On Jan. 19, I interviewed the Rev. John Voner, president of Enough is Enough, an organization targeting youth at risk for gang activity.
“Parents need to take an active role in a child’s life — find out who their friends are,” Voner said.
Voner said suppressing gang violence is an effort that must involve every level of the community. Youth must get involved and remain active in organizations. For example, Enough is Enough is initiating spring and summer programs to increase community involvement of at-risk youth.
Young people often turn to gangs when there’s no family they can depend on. Bad parents are often a product of bad parents. This creates the first factor that perpetuates gang violence.
When there’s grief or heartache in a person’s life, he or she will sometimes turn to anything to escape. Getting children involved at a young age in after-school activities and organizations like Enough is Enough will give them an outlet when their parents or neighborhoods are negative influences. Every child needs a place, and involvement will help ensure that every child has one.
Schools also play a vital role in keeping at-risk youth from joining gangs. If you give a child a thirst for education, he or she will be be more motivated to graduate, regardless of family issues. School must be a place of refuge and support for children. However, 1,000 Omaha youth drop out of high school each year and one-third of OPS freshmen fail to graduate within four years, according to the Omaha World-Herald.
But there’s success to be had.
The Gang Risk Intervention Program at Lennox Middle School in Inglewood, Calif., has an 80 percent success rate of participants who graduate from high school and escape gang life, Feinstein wrote. State legislature funding programs like the Gang Risk Intervention Program will aid in eliminating dropouts who eventually turn to gang life, helping to break a terrible cycle.
Zamorano explained the third factor that increases gang violence.
“In my community, most people don’t like the police,” he said.

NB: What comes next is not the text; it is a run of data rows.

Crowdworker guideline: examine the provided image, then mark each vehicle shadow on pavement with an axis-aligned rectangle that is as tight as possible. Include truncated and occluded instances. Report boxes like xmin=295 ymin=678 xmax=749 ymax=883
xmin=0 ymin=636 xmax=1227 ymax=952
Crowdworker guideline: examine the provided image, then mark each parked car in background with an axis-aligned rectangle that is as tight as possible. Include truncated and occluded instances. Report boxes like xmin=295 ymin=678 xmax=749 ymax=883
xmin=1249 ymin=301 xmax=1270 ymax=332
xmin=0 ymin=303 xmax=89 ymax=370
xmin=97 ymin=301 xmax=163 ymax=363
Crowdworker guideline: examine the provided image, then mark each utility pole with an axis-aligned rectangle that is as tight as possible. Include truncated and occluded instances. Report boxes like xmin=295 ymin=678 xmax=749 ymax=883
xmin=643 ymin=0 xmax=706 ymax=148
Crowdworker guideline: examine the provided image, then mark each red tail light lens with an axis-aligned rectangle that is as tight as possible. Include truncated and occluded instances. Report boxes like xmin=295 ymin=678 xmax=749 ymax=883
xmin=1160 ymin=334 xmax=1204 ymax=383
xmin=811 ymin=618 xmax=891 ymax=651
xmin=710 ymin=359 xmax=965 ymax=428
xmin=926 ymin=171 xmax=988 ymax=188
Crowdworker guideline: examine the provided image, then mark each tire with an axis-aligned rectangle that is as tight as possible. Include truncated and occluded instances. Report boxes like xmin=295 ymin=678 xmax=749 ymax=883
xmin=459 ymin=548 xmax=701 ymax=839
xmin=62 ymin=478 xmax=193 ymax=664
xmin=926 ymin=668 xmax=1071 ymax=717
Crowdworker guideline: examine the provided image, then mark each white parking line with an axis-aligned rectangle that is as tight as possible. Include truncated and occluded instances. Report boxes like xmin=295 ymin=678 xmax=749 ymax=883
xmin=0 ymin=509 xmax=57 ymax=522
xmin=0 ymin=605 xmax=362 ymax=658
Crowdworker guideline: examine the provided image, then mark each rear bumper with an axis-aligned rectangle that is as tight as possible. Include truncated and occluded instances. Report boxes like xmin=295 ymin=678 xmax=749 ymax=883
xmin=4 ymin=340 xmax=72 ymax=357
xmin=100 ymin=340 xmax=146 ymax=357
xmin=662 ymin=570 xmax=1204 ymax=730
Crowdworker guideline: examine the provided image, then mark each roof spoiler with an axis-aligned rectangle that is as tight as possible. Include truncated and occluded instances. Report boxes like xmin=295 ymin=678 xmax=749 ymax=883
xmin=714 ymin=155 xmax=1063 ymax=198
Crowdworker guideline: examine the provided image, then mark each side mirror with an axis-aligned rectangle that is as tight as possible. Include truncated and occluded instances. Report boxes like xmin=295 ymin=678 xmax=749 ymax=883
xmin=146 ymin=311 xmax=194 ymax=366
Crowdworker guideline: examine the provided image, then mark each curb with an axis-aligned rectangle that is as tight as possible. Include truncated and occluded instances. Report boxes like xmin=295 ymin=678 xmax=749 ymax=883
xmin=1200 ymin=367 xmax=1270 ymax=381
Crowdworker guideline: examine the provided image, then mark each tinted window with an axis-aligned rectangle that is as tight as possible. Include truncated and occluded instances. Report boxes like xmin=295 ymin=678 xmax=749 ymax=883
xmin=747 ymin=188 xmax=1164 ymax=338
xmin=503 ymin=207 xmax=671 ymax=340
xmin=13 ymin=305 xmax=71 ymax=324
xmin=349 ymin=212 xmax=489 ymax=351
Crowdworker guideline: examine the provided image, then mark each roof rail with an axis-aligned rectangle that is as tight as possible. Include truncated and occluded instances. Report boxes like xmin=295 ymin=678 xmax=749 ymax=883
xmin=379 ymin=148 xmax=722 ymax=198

The Omaha Police Department has had difficulty convicting gang members and this sends a message that there may be no punishment for pulling the trigger of a gun when it’s pointed at a person.
At the scene of a crime, two policemen try to figure out what happened, but ten witnesses will not talk because they feel police have been unjust to them or their friends in the past. History has shown us how such grouping and generalizing can lead to disaster.
In the community of Modesto, Calif., this issue has been resolved through formation of a law enforcement task force (police, sheriffs, district attorneys and parole officers) that shares intelligence and provides constant vigilance in schools. Also, they designated community task forces to ensure that every elementary school has an after-school prevention program, creating better relationships between the law and the community. Modesto reduced murders from 24 in 2003-04 to six in 2005-06, according to Feinstein. Omaha must implement law and community task forces similar to Modesto’s in order to break this cycle of ignorance and violence.